A ransomware attack on Virtual Care Provider Inc. (VCP), a provider of data storage, internet, and email services, cybersecurity, and other IT services in Wisconsin, resulted in the encryption of the healthcare records and other information the company hosts for its customers. The clients of VCP include 110 acute care facilities and nursing home operators all over the United States. Those entities were not allowed to access critical patient data, which includes healthcare records. The company offers services for 80,000 computers, in approximately 2,400 facilities in 45 U.S. states.
The attackers used the Ryuk ransomware variant, which has been employed in the attack of a lot of healthcare companies and managed IT service providers in the U.S. in the past months. The ransomware usually works as a secondary payload subsequent to a Trojan download. The attacks frequently entail substantial encryption and bring about serious disruption and large ransom demands are quite often released. This case of ransomware attack is the same as described. The attackers issued a ransom demand worth $14 million, but the company stated it does not have funds for such amount.

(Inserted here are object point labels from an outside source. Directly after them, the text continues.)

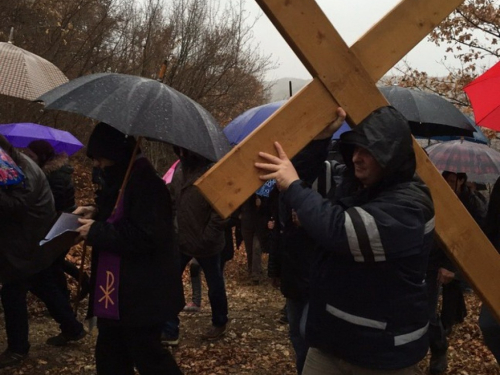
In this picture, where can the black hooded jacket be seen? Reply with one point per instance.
(368, 301)
(150, 290)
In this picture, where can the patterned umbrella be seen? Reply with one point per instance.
(21, 134)
(480, 162)
(26, 75)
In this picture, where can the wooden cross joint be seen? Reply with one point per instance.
(346, 77)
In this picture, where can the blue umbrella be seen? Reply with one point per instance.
(21, 134)
(244, 124)
(10, 173)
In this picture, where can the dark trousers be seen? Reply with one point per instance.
(437, 337)
(46, 285)
(491, 331)
(294, 312)
(119, 349)
(211, 267)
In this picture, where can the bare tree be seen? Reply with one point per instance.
(209, 52)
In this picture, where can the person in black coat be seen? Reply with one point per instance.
(135, 269)
(372, 243)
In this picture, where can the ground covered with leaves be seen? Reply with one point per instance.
(256, 342)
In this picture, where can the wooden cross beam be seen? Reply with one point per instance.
(346, 77)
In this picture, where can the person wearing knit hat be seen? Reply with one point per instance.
(136, 279)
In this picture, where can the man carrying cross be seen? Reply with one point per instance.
(368, 309)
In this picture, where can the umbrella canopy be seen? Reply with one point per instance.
(429, 114)
(483, 95)
(248, 121)
(26, 75)
(10, 173)
(478, 136)
(21, 134)
(480, 162)
(142, 107)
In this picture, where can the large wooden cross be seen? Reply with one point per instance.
(346, 77)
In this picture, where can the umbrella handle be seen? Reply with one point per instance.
(127, 174)
(80, 277)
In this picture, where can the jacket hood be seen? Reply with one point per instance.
(385, 133)
(59, 161)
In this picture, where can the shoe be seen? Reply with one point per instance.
(214, 333)
(192, 307)
(63, 340)
(9, 358)
(438, 363)
(170, 340)
(283, 319)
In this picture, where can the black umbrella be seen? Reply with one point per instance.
(429, 114)
(142, 107)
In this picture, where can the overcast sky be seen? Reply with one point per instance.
(352, 19)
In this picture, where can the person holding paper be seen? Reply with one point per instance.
(135, 266)
(26, 213)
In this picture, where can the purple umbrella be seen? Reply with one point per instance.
(21, 134)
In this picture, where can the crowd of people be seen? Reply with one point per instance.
(354, 253)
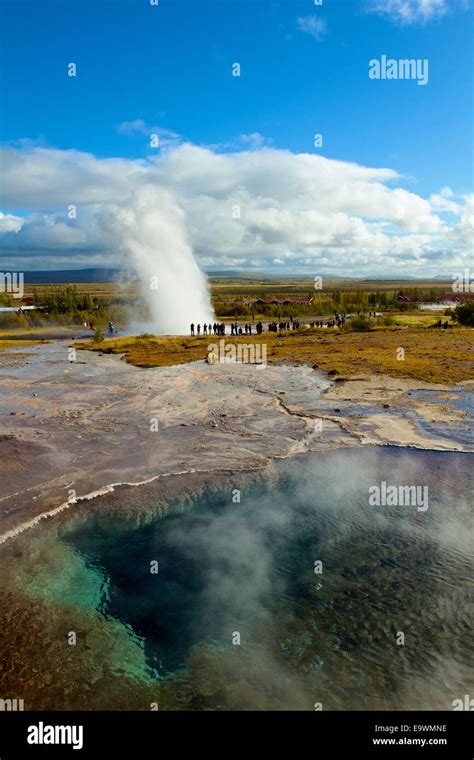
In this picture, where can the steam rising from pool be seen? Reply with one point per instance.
(248, 568)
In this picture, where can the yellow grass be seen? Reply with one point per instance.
(437, 356)
(17, 343)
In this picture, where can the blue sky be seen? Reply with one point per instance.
(304, 70)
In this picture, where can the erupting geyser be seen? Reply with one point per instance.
(152, 235)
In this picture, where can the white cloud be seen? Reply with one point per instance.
(10, 223)
(297, 211)
(139, 126)
(313, 25)
(414, 11)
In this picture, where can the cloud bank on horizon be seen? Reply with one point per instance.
(261, 209)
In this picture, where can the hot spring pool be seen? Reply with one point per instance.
(287, 594)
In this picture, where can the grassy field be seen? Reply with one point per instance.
(436, 356)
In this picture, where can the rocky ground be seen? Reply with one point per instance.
(71, 428)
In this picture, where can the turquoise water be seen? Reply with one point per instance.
(236, 584)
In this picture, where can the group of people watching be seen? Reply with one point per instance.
(218, 328)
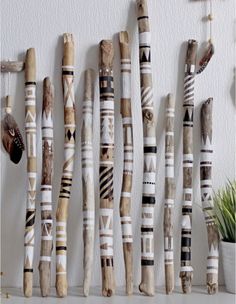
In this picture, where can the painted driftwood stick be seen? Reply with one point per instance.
(125, 200)
(169, 195)
(88, 179)
(69, 150)
(206, 195)
(106, 166)
(186, 270)
(46, 188)
(147, 284)
(30, 129)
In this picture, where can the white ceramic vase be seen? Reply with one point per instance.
(228, 251)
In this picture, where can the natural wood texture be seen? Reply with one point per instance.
(169, 195)
(12, 66)
(186, 270)
(206, 195)
(11, 137)
(125, 200)
(106, 165)
(46, 188)
(30, 129)
(147, 284)
(88, 179)
(69, 150)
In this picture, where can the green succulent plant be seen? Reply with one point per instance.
(225, 211)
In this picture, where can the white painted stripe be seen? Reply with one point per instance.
(212, 271)
(127, 240)
(149, 210)
(47, 237)
(126, 229)
(125, 66)
(169, 171)
(186, 268)
(187, 203)
(89, 214)
(188, 157)
(61, 224)
(207, 182)
(169, 201)
(188, 191)
(125, 194)
(46, 207)
(187, 165)
(144, 38)
(61, 239)
(149, 141)
(147, 255)
(125, 218)
(107, 104)
(68, 67)
(127, 120)
(212, 263)
(106, 212)
(169, 255)
(147, 221)
(46, 196)
(192, 68)
(30, 102)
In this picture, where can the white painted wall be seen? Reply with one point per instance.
(40, 24)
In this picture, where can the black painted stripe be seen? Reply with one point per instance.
(150, 149)
(147, 262)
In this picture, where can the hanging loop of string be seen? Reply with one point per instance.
(210, 47)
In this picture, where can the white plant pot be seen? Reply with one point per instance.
(228, 251)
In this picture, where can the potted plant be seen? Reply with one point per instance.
(225, 212)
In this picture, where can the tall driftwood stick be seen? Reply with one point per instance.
(69, 150)
(169, 194)
(30, 129)
(125, 201)
(206, 195)
(186, 270)
(147, 284)
(88, 179)
(46, 188)
(106, 165)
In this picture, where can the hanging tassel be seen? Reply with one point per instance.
(206, 58)
(11, 136)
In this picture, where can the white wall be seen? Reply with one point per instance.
(40, 24)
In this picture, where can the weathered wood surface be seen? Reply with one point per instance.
(46, 188)
(169, 195)
(125, 200)
(207, 196)
(88, 179)
(106, 165)
(69, 151)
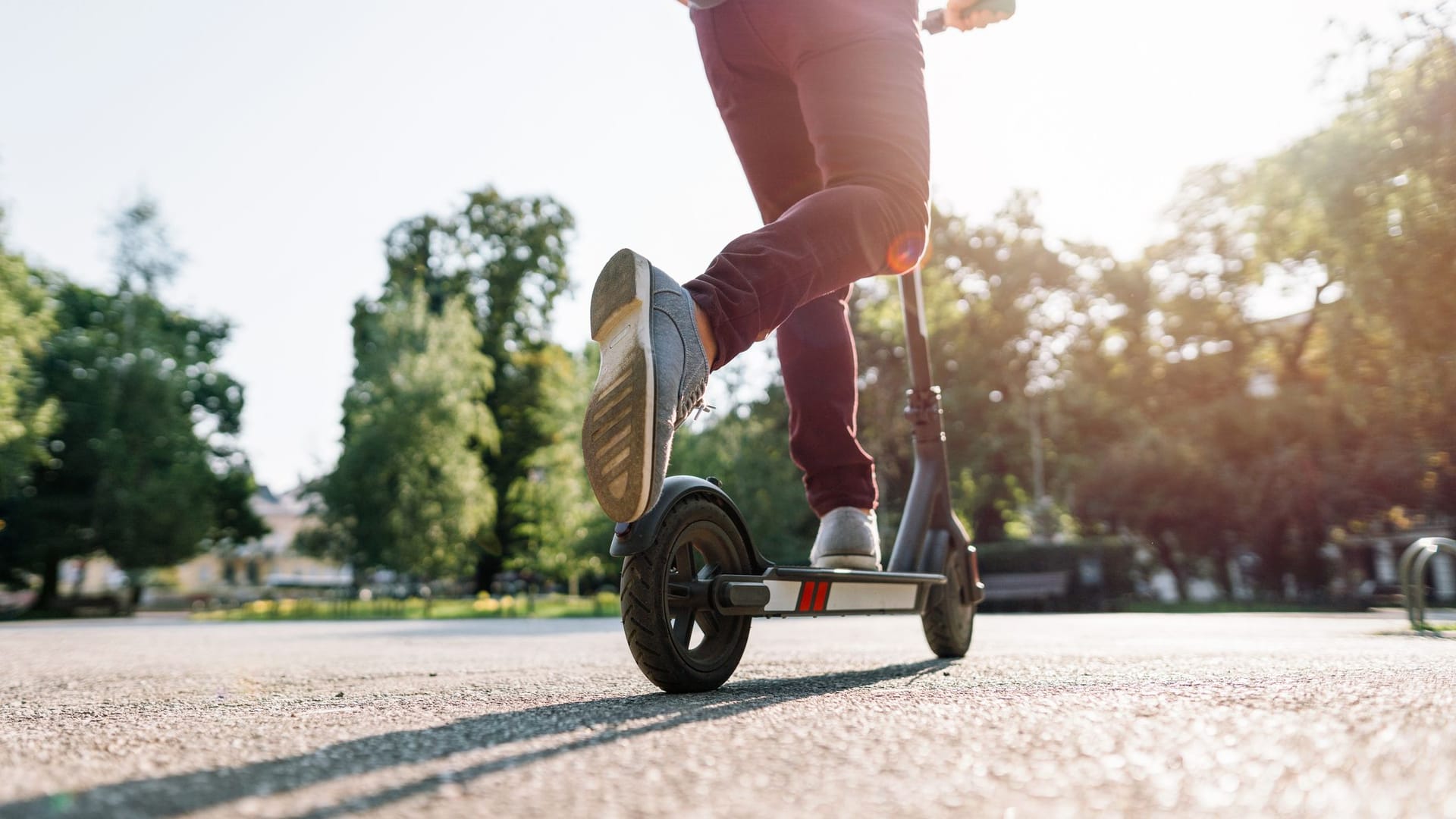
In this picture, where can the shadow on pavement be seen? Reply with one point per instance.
(184, 793)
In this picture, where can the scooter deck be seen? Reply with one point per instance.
(819, 592)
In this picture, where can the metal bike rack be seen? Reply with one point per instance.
(1413, 575)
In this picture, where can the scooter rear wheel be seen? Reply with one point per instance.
(948, 620)
(676, 637)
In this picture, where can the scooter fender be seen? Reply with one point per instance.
(637, 537)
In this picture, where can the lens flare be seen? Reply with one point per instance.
(906, 251)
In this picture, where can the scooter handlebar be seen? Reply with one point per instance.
(935, 20)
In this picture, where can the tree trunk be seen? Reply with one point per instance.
(50, 585)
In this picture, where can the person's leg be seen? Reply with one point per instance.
(859, 74)
(761, 110)
(821, 384)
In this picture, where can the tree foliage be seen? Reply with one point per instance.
(143, 465)
(410, 491)
(506, 259)
(27, 318)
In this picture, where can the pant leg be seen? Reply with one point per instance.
(761, 108)
(821, 385)
(859, 77)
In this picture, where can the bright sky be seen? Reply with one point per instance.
(283, 140)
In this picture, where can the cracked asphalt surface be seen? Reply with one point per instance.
(1049, 716)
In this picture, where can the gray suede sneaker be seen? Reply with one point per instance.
(653, 376)
(848, 539)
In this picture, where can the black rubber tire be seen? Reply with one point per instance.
(946, 621)
(701, 525)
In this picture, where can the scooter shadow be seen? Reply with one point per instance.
(185, 793)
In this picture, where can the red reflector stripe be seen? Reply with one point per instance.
(805, 596)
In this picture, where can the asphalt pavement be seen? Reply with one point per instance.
(1049, 716)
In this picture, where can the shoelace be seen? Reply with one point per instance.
(693, 404)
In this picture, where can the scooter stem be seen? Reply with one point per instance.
(928, 503)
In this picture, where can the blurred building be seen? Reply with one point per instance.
(248, 570)
(1369, 561)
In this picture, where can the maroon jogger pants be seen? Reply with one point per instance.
(824, 102)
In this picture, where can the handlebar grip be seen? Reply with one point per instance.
(935, 20)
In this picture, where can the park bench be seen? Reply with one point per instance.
(1041, 586)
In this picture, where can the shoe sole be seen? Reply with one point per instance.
(617, 436)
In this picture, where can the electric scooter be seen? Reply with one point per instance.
(692, 579)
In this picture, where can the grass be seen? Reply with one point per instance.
(603, 604)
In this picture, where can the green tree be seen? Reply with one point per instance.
(507, 259)
(27, 417)
(143, 465)
(410, 491)
(564, 532)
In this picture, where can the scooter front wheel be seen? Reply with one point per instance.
(948, 617)
(674, 634)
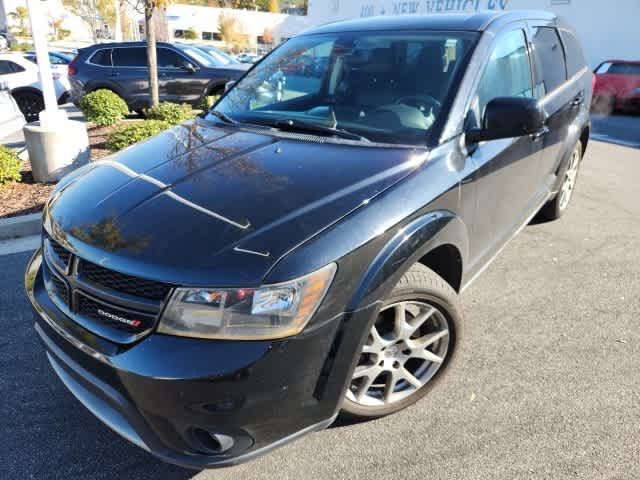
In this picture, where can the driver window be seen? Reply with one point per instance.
(508, 73)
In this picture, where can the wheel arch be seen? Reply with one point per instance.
(438, 240)
(19, 90)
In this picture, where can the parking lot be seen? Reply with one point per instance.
(549, 386)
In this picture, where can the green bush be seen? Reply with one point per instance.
(103, 107)
(10, 165)
(135, 132)
(173, 113)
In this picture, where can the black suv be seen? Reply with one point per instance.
(186, 74)
(237, 281)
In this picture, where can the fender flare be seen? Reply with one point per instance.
(407, 247)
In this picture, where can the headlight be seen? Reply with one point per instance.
(268, 312)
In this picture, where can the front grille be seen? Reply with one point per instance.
(123, 320)
(62, 253)
(120, 282)
(113, 305)
(59, 287)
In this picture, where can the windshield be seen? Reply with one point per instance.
(201, 57)
(387, 87)
(221, 57)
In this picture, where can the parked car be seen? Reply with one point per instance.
(23, 79)
(186, 74)
(6, 40)
(247, 57)
(11, 118)
(235, 282)
(221, 58)
(617, 86)
(59, 62)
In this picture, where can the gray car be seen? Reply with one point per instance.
(186, 74)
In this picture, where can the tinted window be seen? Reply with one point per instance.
(169, 59)
(102, 57)
(604, 68)
(508, 73)
(130, 57)
(551, 70)
(9, 67)
(5, 68)
(573, 53)
(624, 69)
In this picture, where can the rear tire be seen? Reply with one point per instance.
(556, 207)
(412, 344)
(30, 104)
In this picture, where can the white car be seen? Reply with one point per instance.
(11, 118)
(22, 78)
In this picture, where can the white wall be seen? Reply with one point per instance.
(607, 28)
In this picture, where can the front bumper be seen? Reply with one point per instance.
(166, 393)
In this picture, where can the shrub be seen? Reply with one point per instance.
(103, 107)
(135, 132)
(173, 113)
(10, 165)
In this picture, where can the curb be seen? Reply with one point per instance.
(22, 226)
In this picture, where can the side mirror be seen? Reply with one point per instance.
(189, 67)
(508, 117)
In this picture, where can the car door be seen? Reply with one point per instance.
(130, 74)
(560, 99)
(508, 171)
(177, 82)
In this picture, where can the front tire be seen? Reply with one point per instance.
(411, 345)
(556, 207)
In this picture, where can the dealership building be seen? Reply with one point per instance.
(608, 29)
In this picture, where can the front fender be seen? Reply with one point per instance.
(407, 247)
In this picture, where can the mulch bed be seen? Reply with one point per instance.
(27, 196)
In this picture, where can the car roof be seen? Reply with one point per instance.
(476, 21)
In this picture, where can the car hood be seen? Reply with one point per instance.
(201, 205)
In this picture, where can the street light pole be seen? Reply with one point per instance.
(56, 145)
(39, 29)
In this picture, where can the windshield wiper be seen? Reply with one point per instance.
(292, 125)
(223, 116)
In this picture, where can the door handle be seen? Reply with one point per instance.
(579, 100)
(540, 133)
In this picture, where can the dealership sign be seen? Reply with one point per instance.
(369, 9)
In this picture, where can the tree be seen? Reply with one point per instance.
(231, 32)
(21, 16)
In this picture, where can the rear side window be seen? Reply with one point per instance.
(102, 57)
(169, 59)
(573, 53)
(551, 71)
(9, 67)
(508, 73)
(130, 57)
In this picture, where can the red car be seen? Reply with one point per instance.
(617, 86)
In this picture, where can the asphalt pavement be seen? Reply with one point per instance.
(548, 388)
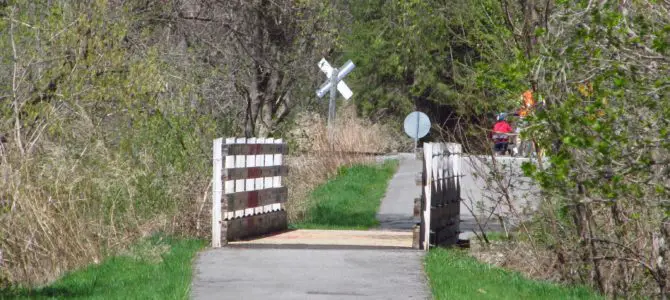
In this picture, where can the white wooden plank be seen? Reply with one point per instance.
(217, 192)
(428, 157)
(276, 181)
(268, 181)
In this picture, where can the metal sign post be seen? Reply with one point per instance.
(334, 84)
(417, 125)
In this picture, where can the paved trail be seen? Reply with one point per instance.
(397, 208)
(319, 265)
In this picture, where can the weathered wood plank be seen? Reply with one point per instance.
(250, 226)
(257, 148)
(256, 172)
(257, 198)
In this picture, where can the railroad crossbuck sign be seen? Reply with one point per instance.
(335, 77)
(341, 86)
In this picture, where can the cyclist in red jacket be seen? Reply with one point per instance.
(500, 136)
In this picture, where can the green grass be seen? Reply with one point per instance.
(455, 275)
(156, 268)
(351, 199)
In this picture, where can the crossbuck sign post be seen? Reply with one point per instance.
(334, 84)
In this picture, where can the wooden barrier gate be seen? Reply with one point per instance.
(441, 195)
(247, 191)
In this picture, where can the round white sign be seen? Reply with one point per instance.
(417, 125)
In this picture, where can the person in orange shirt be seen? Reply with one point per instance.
(501, 134)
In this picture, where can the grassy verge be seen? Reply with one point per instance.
(351, 199)
(455, 275)
(157, 268)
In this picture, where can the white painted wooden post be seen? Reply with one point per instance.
(240, 186)
(268, 181)
(428, 157)
(229, 185)
(217, 191)
(276, 180)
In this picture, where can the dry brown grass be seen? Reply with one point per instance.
(60, 212)
(315, 159)
(61, 209)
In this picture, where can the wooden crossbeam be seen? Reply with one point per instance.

Brian Krebs of KrebsonSecurity, after speaking to CEO and VCP owner Karen Christianson, stated that the attack impacted essentially all of the core services offered by the company, which include email, web access, stored patient files, billing, the VCP payroll system and the clients’ phone systems.
The result of the attack includes the inability to view or update patient records of acute care facilities and nursing homes and the inability to order necessary drugs to make sure they are shipped promptly. Additionally, a number of small facilities could not bill Medicaid, which might lead to the closing down of their doors if the systems will not be available prior to December 5th so that claims could be submitted. VCP has prioritized reestablishing its virtual private networking platform based in Citrix to enable clients to access the medical records of patients.
The attack began on November 17, 2019 and until this time VCP continues to struggle in restoring access to client information and processing payroll for about 150 employees. Christianson is worried that the attack can likely result in the premature passing away of a number of patients and might force her to close her business for good.
KrebsonSecurity stated that the attack may have started way back in September 2018 and probably began with an infection of TrickBot or Emotet, and a secondary payload of the Ryuk ransomware.